Kurzfristig, also etwa bis kommende Woche, sei die für ein „Trierer Tagesticket“ notwendige Infrastruktur allerdings ohnehin nicht auf die Beine zu stellen. Das größte Problem: „Wir wissen nicht, woher das für zusätzliche Teststationen in der Stadt notwendige Personal herkommen soll“, sagt Schmitz. Viele Mitglieder der Hilfsorganisationen seien als freiwillige Helfer bereits im Einsatz, zum Beispiel im Impfzentrum in den Moselauen oder bei der dortigen Teststation.

 Nicht nur die städtische Teststation im Messepark bietet kostenlose Schnelltests, sondern auch mehrere Apotheken und Arztpraxen in der Stadt und die Johanniter in der Loebstraße. Alle stellen bei negativem Testergebnis entsprechende Atteste aus, die grundsätzlich als Tagesticket dienen könnten – allerdings nur unter der Woche. Denn am Wochenende ist nicht nur das städtische Testzentrum geschlossen, sondern auch, bis auf wenige Ausnahmen, die Arztpraxen. Insbesondere an Samstagen, wenn viele Menschen zum Einkaufen nach Trier kommen, müssten die Kapazitäten also stark ausgebaut werden, um „Trierer Tagestickets“ ausstellen zu können.  Genutzt werden könnten als Teststation zum Beispiel größere, leerstehende Geschäftsräume in der City.

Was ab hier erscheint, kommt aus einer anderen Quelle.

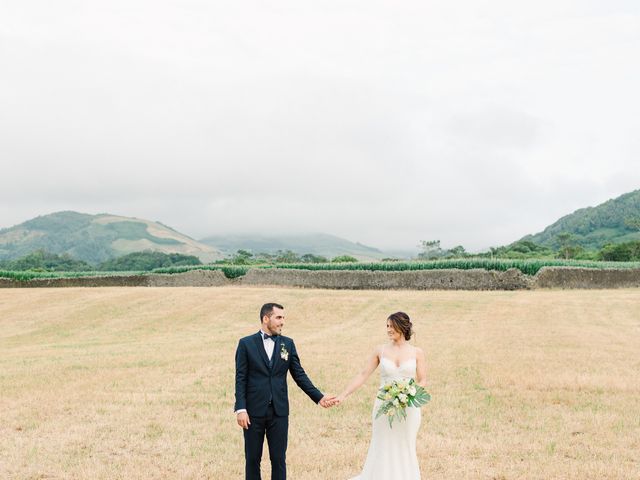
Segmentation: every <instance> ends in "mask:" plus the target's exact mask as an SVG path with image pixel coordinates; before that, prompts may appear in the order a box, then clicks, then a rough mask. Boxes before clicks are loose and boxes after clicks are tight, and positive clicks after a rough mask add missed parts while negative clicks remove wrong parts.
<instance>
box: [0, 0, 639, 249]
mask: <svg viewBox="0 0 640 480" xmlns="http://www.w3.org/2000/svg"><path fill="white" fill-rule="evenodd" d="M639 58H640V2H638V1H637V0H628V1H627V0H624V1H623V0H608V1H604V0H598V1H595V0H539V1H537V2H516V1H513V0H491V1H485V0H460V1H444V0H442V1H430V0H427V1H425V0H421V1H410V0H406V1H401V2H398V1H384V2H382V1H375V0H367V1H364V0H358V1H350V0H339V1H338V0H336V1H334V0H324V1H321V2H318V1H307V0H293V1H290V0H280V1H278V2H264V1H254V2H252V1H245V0H235V1H233V2H227V1H224V2H223V1H217V0H207V1H191V0H175V1H166V0H153V1H151V0H148V1H147V0H126V1H120V0H109V1H101V2H98V1H91V0H76V1H70V0H56V1H55V2H52V1H49V0H46V1H45V0H42V1H31V0H3V1H2V2H0V99H1V100H0V159H1V162H2V169H1V175H2V176H1V178H2V182H1V184H0V227H9V226H12V225H15V224H18V223H21V222H23V221H25V220H27V219H29V218H32V217H35V216H37V215H42V214H47V213H52V212H55V211H58V210H76V211H80V212H86V213H103V212H108V213H113V214H119V215H125V216H135V217H140V218H145V219H149V220H159V221H161V222H163V223H165V224H167V225H170V226H172V227H173V228H175V229H177V230H179V231H181V232H183V233H185V234H187V235H190V236H192V237H194V238H202V237H204V236H207V235H210V234H225V233H247V232H248V233H250V232H261V233H272V234H280V233H303V232H324V233H331V234H335V235H339V236H342V237H345V238H347V239H349V240H352V241H359V242H361V243H365V244H368V245H372V246H376V247H380V248H412V247H415V246H416V245H417V244H418V242H419V241H420V240H421V239H425V240H428V239H440V240H441V241H442V245H443V246H444V247H452V246H454V245H458V244H462V245H464V246H465V247H467V249H468V250H477V249H482V248H486V247H489V246H495V245H502V244H505V243H509V242H511V241H514V240H516V239H518V238H520V237H521V236H523V235H525V234H527V233H535V232H537V231H540V230H542V229H543V228H544V227H545V226H547V225H549V224H550V223H552V222H554V221H555V220H557V219H558V218H559V217H561V216H563V215H565V214H567V213H570V212H572V211H574V210H576V209H578V208H581V207H585V206H594V205H597V204H599V203H601V202H603V201H606V200H607V199H609V198H613V197H616V196H618V195H620V194H622V193H625V192H628V191H631V190H635V189H638V188H640V168H639V164H638V160H640V132H639V125H640V121H639V120H638V119H639V117H640V93H639V91H638V89H639V87H638V85H640V61H639V60H638V59H639Z"/></svg>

Und wenn ein aktueller Negativ-Test auch Voraussetzung wäre, um am Abend auf der Terrasse eines Restaurants oder einer Kneipe Platz zu nehmen, müsste die Teststation wohl auch später am Tag und sonntags geöffnet sein. 

Laut baden-württembergischen Staatsministerium werden in Tübingen die Corona-Schnelltests übrigens von den Testpersonen selbst angewendet. „Angelerntes Personal weist die zu testenden Personen an, kostenlose moderne Eigentests durchzuführen“, heißt es dazu auf der Homepage der Landesregierung. Anschließend werde das Ergebnis dokumentiert und ein persönliches Zertifikat ausgestellt.

Tübingen hat rund 89 000 Einwohner. Stadt und Land gehen dort in der Anfangsphase von einem täglichen Bedarf von 10 000 Tests pro Tag aus. Geöffnet sind die Teststationen von montags bis samstags. Fällt ein Schnelltest positiv aus, wird das Ergebnis umgehend per PCR-Test überprüft. Das Tübinger Modellprojekt hat am Dienstag, 16. März, begonnen und soll vorerst bis 4. April laufen. Das Projekt wird wissenschaftlich begleitet, um Erkenntnisse und Handlungsempfehlungen für andere Regionen und Städte zu gewinnen.